Implications and Future Research Directions
The enhanced catalogue serves as a critical resource for understanding the stellar evolution path and characteristics of white dwarfs, which are essential for various applications from flux calibration to exoplanetary research. The increased sample size offers broader statistical consideration of white dwarf properties, aiding studies in chronological aspects of stellar evolution and potential mechanisms behind cooling delays.

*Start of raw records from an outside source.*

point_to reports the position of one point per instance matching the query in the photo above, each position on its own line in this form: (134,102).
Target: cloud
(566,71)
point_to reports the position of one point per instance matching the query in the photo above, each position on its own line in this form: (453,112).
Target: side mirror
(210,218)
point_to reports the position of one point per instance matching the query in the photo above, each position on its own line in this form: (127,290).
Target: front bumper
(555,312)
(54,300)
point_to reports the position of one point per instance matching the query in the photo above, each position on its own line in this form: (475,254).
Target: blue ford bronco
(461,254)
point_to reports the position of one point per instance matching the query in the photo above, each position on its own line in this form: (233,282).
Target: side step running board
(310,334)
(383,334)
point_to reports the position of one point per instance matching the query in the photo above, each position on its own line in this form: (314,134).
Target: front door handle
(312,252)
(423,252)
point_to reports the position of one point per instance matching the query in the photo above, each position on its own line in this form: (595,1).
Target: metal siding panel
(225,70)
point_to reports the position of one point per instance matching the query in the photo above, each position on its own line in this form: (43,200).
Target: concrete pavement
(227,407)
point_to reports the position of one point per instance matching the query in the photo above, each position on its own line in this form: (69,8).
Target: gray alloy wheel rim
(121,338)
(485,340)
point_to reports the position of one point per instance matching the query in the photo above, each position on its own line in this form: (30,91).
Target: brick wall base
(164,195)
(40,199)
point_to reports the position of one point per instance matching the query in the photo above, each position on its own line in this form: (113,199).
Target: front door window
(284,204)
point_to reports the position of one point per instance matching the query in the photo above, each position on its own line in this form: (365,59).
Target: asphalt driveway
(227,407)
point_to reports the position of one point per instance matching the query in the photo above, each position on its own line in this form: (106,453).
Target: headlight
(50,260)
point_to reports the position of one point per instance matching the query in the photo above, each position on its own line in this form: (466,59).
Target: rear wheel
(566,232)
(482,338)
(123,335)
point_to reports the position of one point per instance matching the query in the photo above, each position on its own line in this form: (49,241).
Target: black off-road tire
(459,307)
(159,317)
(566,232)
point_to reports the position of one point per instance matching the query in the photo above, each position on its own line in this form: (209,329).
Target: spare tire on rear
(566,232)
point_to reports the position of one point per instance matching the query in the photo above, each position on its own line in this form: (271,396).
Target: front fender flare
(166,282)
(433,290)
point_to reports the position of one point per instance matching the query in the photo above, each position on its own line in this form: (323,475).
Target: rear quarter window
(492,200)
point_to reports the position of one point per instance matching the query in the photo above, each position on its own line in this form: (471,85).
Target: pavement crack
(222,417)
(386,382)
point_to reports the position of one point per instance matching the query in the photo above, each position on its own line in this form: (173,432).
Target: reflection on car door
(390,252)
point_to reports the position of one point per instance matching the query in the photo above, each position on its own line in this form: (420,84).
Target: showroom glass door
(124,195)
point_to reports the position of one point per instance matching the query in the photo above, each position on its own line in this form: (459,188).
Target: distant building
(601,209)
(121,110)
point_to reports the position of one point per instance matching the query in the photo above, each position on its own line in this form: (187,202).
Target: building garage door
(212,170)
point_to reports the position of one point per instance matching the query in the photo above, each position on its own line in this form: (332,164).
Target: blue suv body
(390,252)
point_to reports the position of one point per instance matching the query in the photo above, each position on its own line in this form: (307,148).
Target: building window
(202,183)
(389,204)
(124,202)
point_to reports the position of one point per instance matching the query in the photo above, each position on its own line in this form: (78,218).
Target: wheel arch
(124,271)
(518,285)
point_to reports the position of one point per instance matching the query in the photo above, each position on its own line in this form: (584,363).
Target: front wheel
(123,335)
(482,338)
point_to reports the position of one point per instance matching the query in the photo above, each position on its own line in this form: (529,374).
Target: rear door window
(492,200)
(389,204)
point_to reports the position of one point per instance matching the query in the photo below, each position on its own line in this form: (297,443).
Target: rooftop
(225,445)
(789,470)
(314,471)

For future developments, the paper sets the stage for extensive spectroscopic observations of Gaia white dwarfs, pivotal for examining their atmospherical properties and refining mass-radius ratios. With the advent of next-generation observatories like the Vera Rubin Observatory, further refinements in faint object measurement will likely enhance the depth and quality of subsequent releases. Additionally, this catalogue paves the way for detailed studies into binary systems, especially those involving white dwarfs as potential end-states in stellar lifecycle models.